PARASITE CONTROL PROGRAM
For several decades, equine deworming programs have focused on rotational deworming strategies in which horses are dewormed with different anthelmintic classes at strategic intervals. This approach is no longer sustainable because we now know that rotation does not slow, and in fact, actually selects for resistance to all drugs in the rotation. Slow rotation, in which a single anthelmintic is used for an entire year, is also concerning due to the prevalence of small strongyle resistance.
There are no new deworming products in the pipeline, so we cannot just wait and hope the next generation of dewormers will solve the resistance problem.
In order to combat resistance before it becomes so widespread that we have no effective dewormers, it is time to adopt a new approach. We will identify and treat those horses that are the heavy shedders of parasites on a frequent basis and reduce the treatment frequency for the average horse that boasts reasonable immunity to parasites to twice a year. This will be monitored by repeat fecal examinations.
We need to identify which horses belong to which category. This will be done by performing fecal examinations on every horse several times from April through December. These fecal examinations allow us to perform a Fecal Egg Count (FEC), which tells us how many parasite eggs per gram (EPG) of feces each horse is harboring. Low shedders (those with some degree of natural immunity) are those horses with less than 200 EPG. These horses should have fecals done in April, July, September, and November. High shedders have more than 200 EPG, and will be monitored more often on a case by case basis.

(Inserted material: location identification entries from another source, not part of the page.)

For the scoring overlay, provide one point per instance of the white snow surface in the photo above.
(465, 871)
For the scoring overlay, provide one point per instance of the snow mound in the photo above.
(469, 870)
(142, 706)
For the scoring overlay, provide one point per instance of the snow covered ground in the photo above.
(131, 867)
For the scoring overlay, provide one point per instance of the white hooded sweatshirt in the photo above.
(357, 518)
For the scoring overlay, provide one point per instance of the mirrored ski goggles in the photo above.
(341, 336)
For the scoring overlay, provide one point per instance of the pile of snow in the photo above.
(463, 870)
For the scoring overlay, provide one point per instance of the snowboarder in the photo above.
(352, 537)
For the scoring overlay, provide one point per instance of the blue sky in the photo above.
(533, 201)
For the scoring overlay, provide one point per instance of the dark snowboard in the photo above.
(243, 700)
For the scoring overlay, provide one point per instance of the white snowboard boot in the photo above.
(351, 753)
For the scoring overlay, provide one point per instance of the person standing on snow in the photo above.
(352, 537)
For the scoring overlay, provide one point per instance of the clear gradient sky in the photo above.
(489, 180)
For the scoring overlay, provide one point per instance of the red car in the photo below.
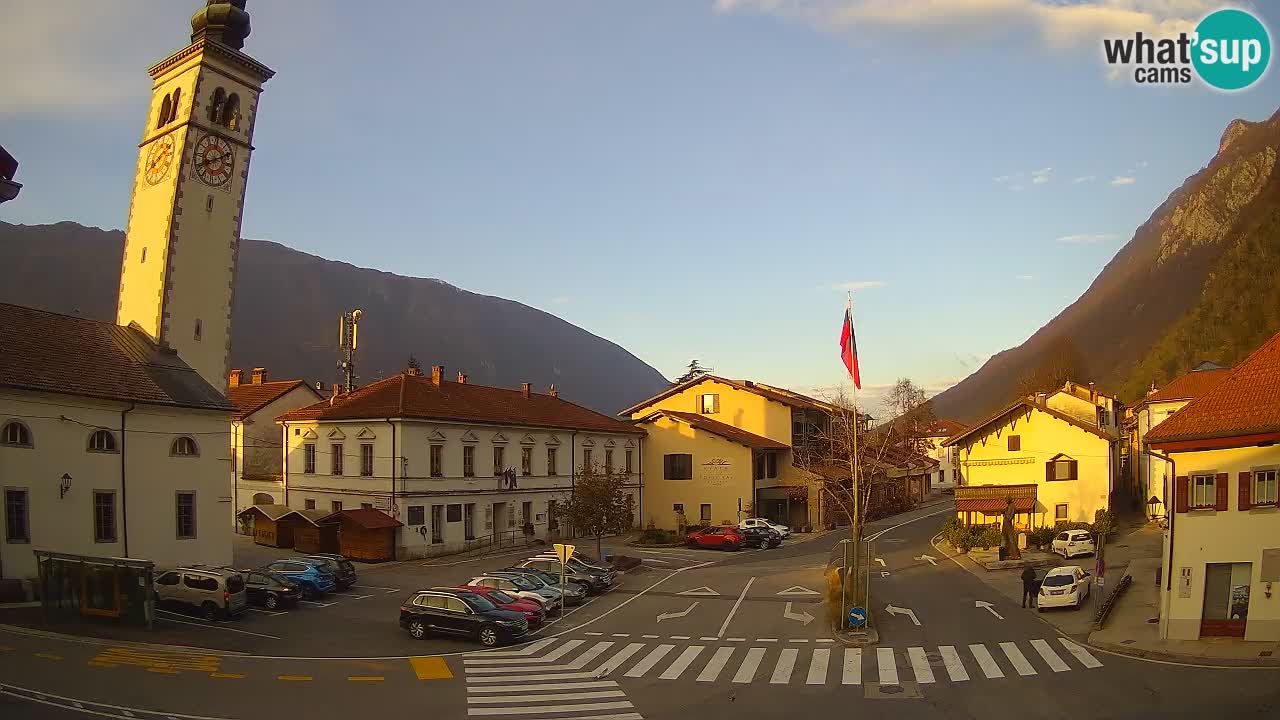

After the first fecal is run in April, low shedders will be given a dose of moxidectin with praziquantel (Quest Plus). They will then have follow up fecal examinations in July, September, and November. As long as the egg count stays below 200, they will be dewormed again in November with ivermectin/praziquantel (Equimax, Zimectrin Gold). If at any point the egg count starts rising, we will make additional recommendations.
High shedders will be given a dose of moxidectin/praziquantel. They will continue to have fecal exams done routinely and will be dewormed more frequently according to their fecal egg counts. If they have particularly high FEC's, we will run more frequent fecals and adjust the deworming program until we are sure the FEC has dropped low enough.
Foals will also be treated less often than in the past. After they reach the age of one year, they will be dewormed as an adult, but should not receive moxidectin/praziquantel until they are 18 months old.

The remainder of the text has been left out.